Quality of Service Classes

Quality of Service (QoS) classes in Kubernetes help ensure that critical applications get the resources they need by categorizing pods based on their resource requests and limits.

Best Practices:

  1. Define Resource Requests and Limits: Specify requests and limits for CPU and memory to ensure proper scheduling and resource allocation.
spec:
  containers:
  - name: my-container
    resources:
      requests:
        memory: "64Mi"
        cpu: "250m"
      limits:
        memory: "128Mi"

Note

Generally we don't recommend setting CPU limits, only requests. However is required if you want to enforce the Guaranteed QoS class.

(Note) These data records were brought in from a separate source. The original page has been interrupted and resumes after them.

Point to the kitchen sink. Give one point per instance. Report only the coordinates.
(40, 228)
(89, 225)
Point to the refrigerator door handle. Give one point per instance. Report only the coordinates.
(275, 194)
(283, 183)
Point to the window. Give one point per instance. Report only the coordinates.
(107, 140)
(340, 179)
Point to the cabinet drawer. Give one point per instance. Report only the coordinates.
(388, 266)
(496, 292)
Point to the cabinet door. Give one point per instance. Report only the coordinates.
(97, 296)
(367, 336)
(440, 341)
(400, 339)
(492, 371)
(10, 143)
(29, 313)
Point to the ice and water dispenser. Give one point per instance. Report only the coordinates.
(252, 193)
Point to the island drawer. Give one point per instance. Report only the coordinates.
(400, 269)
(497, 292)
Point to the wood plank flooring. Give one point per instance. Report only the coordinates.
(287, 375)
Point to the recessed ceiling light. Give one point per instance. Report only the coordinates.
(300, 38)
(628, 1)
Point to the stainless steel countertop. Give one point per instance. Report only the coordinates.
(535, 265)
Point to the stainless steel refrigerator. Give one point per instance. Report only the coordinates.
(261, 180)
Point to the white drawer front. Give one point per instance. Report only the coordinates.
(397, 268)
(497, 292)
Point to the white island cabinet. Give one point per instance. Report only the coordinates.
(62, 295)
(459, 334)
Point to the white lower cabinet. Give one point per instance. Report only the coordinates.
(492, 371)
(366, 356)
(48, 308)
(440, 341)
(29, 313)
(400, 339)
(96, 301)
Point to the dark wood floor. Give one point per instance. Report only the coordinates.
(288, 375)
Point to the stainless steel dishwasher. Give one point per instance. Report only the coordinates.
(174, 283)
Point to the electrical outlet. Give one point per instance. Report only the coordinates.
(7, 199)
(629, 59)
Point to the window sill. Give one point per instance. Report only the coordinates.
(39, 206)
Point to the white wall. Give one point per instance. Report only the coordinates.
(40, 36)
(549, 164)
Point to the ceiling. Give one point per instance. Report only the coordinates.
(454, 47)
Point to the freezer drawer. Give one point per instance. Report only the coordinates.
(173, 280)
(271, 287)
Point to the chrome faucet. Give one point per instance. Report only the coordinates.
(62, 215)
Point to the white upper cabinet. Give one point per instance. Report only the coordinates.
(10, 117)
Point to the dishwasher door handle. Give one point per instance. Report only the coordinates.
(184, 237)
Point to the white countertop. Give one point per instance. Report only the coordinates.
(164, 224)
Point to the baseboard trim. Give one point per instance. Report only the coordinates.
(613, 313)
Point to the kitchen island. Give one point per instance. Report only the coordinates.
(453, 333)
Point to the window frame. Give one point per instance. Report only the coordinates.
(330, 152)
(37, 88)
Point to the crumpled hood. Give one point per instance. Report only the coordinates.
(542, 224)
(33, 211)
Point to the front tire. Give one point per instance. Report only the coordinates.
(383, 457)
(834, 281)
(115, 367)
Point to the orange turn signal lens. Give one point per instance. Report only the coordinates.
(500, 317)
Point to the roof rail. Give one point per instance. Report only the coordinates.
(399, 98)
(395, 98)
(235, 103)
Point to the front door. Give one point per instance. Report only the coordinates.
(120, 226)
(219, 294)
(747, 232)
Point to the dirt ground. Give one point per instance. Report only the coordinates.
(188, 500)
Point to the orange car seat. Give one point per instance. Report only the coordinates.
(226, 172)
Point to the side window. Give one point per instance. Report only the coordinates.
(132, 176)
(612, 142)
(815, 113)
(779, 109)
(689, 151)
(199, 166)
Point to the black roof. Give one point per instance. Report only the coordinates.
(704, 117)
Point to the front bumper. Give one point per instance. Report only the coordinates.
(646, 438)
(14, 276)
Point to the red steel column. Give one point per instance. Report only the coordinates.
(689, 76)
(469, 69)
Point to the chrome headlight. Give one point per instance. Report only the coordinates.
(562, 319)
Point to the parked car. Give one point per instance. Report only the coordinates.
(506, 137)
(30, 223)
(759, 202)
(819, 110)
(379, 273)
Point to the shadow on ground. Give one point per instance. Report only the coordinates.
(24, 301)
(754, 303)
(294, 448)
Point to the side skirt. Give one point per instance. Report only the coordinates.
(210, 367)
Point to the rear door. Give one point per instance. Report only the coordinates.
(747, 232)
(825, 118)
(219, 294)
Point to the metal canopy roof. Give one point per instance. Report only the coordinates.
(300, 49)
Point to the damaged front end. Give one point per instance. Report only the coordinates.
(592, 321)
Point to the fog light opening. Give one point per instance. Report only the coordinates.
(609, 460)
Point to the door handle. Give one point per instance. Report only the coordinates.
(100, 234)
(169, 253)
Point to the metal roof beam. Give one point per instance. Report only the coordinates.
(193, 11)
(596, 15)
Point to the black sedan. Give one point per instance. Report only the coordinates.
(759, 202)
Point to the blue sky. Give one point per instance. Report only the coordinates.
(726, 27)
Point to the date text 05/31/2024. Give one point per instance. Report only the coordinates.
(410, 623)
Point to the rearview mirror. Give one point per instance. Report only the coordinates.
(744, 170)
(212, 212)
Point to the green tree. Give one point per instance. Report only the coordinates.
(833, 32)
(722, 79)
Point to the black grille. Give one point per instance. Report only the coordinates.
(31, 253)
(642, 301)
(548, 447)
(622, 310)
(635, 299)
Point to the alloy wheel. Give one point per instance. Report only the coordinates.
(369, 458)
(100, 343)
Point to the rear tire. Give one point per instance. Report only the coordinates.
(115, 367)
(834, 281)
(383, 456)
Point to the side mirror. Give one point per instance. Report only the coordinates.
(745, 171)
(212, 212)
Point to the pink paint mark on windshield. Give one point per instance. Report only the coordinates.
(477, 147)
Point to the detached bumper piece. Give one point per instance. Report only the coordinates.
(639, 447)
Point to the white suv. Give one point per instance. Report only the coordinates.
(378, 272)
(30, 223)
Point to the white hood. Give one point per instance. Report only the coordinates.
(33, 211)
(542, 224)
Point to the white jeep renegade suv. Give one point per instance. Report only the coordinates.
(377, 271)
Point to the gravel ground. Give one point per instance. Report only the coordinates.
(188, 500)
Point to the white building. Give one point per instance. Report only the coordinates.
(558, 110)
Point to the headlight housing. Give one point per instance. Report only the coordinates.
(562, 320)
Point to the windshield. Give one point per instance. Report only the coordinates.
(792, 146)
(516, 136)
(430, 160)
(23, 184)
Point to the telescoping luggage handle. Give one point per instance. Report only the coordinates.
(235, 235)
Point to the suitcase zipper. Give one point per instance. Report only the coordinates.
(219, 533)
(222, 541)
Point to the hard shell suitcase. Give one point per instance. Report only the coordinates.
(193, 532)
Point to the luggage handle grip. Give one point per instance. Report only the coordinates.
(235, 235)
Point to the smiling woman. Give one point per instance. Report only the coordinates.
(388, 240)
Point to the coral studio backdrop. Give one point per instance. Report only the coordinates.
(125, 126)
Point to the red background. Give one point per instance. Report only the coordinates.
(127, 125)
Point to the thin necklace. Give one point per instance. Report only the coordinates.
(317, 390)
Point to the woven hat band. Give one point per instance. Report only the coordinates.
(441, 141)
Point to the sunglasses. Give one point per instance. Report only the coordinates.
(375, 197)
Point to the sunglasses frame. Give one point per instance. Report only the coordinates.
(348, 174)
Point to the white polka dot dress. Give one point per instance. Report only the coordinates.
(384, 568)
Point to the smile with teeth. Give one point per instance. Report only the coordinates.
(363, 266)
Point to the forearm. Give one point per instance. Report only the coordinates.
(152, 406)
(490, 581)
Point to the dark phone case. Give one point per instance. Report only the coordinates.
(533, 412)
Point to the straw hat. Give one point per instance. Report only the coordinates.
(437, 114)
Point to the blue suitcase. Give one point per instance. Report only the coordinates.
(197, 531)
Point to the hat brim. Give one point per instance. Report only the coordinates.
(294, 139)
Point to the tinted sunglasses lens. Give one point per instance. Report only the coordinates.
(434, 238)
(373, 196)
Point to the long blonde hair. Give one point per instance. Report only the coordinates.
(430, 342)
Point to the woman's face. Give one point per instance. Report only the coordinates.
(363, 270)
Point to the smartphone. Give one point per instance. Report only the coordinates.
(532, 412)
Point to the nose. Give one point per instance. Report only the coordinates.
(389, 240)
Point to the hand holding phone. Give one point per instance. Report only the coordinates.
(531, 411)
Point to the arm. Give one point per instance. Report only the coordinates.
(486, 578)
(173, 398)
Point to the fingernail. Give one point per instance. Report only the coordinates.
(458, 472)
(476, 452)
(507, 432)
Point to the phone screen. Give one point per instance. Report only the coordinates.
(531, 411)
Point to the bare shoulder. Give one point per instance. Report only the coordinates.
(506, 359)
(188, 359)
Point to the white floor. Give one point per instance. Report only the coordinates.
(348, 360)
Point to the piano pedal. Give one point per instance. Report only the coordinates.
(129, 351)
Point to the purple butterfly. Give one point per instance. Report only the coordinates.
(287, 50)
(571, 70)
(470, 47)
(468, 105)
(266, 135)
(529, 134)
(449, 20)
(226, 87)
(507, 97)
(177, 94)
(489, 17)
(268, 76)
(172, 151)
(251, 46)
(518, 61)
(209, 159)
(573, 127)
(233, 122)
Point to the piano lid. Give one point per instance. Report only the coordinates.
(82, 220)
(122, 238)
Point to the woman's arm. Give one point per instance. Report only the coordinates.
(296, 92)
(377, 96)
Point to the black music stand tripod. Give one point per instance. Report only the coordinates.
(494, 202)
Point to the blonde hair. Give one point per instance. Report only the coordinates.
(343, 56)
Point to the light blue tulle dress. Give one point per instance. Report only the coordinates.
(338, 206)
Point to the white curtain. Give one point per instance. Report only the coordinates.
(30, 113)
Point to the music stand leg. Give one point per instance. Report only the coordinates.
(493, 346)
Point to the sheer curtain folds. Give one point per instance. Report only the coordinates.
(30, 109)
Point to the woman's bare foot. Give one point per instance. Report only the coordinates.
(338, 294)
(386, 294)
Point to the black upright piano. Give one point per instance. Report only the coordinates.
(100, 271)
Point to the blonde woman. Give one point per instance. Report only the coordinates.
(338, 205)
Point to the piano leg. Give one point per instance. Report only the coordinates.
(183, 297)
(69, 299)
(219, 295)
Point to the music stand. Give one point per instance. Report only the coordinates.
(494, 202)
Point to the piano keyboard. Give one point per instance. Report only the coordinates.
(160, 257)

  1. Understand QoS Classes:
  2. Guaranteed: Set both requests and limits for all containers, making the pod less likely to be evicted.
  3. Burstable: Set requests lower than limits, providing a balance between guaranteed and best-effort resources.
  4. Best-Effort: Do not set requests or limits, making the pod the first to be evicted under resource pressure.

  5. Monitor Resource Usage: Regularly monitor the actual resource usage of your pods to adjust requests and limits as needed.

  6. Optimize for Performance and Cost: Use QoS classes to balance performance needs with cost efficiency by appropriately setting requests and limits.

Probes (Liveness, Readiness, and Startup)

Probes are crucial for ensuring that your applications are running correctly and are ready to serve traffic.

Best Practices:

  1. Use Liveness Probes to Detect and Restart Unresponsive Pods:

    livenessProbe:
      httpGet:
        path: /healthz
        port: 8080
      initialDelaySeconds: 10
      periodSeconds: 10
    
  2. Use Readiness Probes to Ensure Pods are Ready to Serve Traffic:

    readinessProbe:
      httpGet:
        path: /readiness
        port: 8080
      initialDelaySeconds: 10
      periodSeconds: 10
    
  3. Use Startup Probes for Applications with Long Initialization:

    startupProbe:
      httpGet:
        path: /startup
        port: 8080
      initialDelaySeconds: 30
      periodSeconds: 10
    
  4. Adjust Probe Timing Appropriately: Set initialDelaySeconds, periodSeconds, timeoutSeconds, and failureThreshold based on your application's behavior to avoid false positives.

  5. Test Probes Thoroughly: Ensure your probes accurately reflect the health and readiness of your application by testing in staging environments before deploying to production.

  6. Monitor Probe Results: Continuously monitor the outcomes of probes to identify and rectify issues promptly, ensuring high availability and reliability of your services.

By following these best practices, you can effectively manage Kubernetes Pods, ensuring high availability, efficient resource utilization, and robust application performance.

Conclusion

Pods are a fundamental concept in Kubernetes, encapsulating the application containers, storage, and network resources needed to run an application. Understanding Pods is essential for leveraging Kubernetes to deploy, manage, and scale containerized applications effectively. Through Pods, Kubernetes provides a powerful yet flexible model for orchestrating the lifecycle of application components in a clustered environment.